We’re less than two weeks from Election Day 2014 and deciding which party will control Congress for the next two years. Nate Silver gives Republicans a 66% chance of winning a majority of seats in the Senate which would give the party control of both Houses. What would that mean for telecommunications and technology policy?

Michelle Quinn of the San Jose Mercury News wrote on October 17 that the tech industry's interest in Washington may be about to perk up. The status quo in Washington has meant that movement on many key issues has stalled. "If the Senate flips, it creates new energy and tumult in the process," said Michael Beckerman, chief executive of The Internet Association, which counts Google, Facebook and Yahoo as members. "That could be good and bad." After the election, the GOP isn't expected to have 60 Senate seats, the number needed to overcome filibusters that have become common tactics to stop controversial bills. But holding both chambers of Congress could grease the passage of some measures that tech cares about.

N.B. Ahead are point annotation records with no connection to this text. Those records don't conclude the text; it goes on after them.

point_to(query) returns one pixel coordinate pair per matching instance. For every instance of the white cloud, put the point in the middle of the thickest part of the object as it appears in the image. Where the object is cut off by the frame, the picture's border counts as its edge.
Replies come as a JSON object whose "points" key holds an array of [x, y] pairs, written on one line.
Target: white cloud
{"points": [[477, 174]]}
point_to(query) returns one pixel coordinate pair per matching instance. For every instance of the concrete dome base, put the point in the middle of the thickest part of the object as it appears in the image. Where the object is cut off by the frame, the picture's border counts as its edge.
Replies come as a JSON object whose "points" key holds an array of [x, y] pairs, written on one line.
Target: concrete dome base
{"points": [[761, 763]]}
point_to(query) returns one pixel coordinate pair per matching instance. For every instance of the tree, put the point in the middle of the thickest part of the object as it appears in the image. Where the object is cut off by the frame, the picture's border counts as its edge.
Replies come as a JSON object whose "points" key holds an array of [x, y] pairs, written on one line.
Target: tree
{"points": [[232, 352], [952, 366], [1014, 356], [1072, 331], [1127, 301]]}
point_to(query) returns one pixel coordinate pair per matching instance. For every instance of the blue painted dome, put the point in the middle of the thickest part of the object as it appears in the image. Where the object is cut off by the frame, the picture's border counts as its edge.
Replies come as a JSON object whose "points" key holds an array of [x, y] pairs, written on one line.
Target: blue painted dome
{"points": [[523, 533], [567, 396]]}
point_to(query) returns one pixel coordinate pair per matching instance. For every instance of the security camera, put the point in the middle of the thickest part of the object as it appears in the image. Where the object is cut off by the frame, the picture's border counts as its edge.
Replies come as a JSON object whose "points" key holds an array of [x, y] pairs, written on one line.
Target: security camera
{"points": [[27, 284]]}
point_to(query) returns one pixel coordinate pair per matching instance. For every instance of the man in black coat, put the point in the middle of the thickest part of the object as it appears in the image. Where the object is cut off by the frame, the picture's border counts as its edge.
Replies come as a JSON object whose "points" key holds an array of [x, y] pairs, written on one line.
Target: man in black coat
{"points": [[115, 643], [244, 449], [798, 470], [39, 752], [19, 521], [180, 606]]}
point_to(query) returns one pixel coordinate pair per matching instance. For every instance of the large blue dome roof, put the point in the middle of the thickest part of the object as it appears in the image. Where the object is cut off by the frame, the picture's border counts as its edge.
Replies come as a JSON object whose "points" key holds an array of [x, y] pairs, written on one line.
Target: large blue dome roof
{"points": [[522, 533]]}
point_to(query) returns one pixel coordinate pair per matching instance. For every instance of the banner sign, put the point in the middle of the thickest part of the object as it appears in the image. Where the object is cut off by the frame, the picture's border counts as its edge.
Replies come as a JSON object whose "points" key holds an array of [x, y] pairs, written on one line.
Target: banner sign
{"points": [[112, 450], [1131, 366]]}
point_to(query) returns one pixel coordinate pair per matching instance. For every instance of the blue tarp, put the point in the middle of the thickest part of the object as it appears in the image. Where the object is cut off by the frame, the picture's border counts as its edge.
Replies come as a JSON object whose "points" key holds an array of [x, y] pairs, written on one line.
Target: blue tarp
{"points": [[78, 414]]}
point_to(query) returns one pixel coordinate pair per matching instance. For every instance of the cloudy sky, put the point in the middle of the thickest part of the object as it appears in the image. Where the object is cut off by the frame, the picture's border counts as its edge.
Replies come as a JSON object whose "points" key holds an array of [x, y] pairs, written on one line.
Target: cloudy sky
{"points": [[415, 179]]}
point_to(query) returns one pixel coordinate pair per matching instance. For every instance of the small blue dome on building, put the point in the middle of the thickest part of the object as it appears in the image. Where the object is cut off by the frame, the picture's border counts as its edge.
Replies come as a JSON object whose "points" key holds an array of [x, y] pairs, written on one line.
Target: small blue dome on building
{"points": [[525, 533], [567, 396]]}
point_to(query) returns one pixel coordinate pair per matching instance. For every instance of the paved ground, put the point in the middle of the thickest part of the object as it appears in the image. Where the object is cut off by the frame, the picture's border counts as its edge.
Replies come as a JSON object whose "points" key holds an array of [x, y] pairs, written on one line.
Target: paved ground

According to House Speaker John Boehner (R-OH), the overarching agenda of House Republicans can be distilled to five points: address the debt, overhaul the tax code, fix the legal system, rein in excessive regulations and strengthen education.

In 2013, House Commerce Committee Republicans launched a process to review the nation’s communications laws from top to bottom. The Committee has issued a series of white papers seeking input on and looking at everything from spectrum policy and the Universal Service Fund to broad questions of competition policy and network interconnection. Although the aim of the effort is to update the Communications Act of 1934, experts believe we're many years -- and election cycles -- away from rewriting U.S. telecommunications law.

On October 21, Sen Orrin Hatch (R-UT) visited the headquarters of Overstock.com to outline his priorities for technology legislation in the next Congress. Sen Hatch is the chairman of the GOP's High-Tech Task Force and he argued that the United States must create a legal framework to stay ahead of other global competitors.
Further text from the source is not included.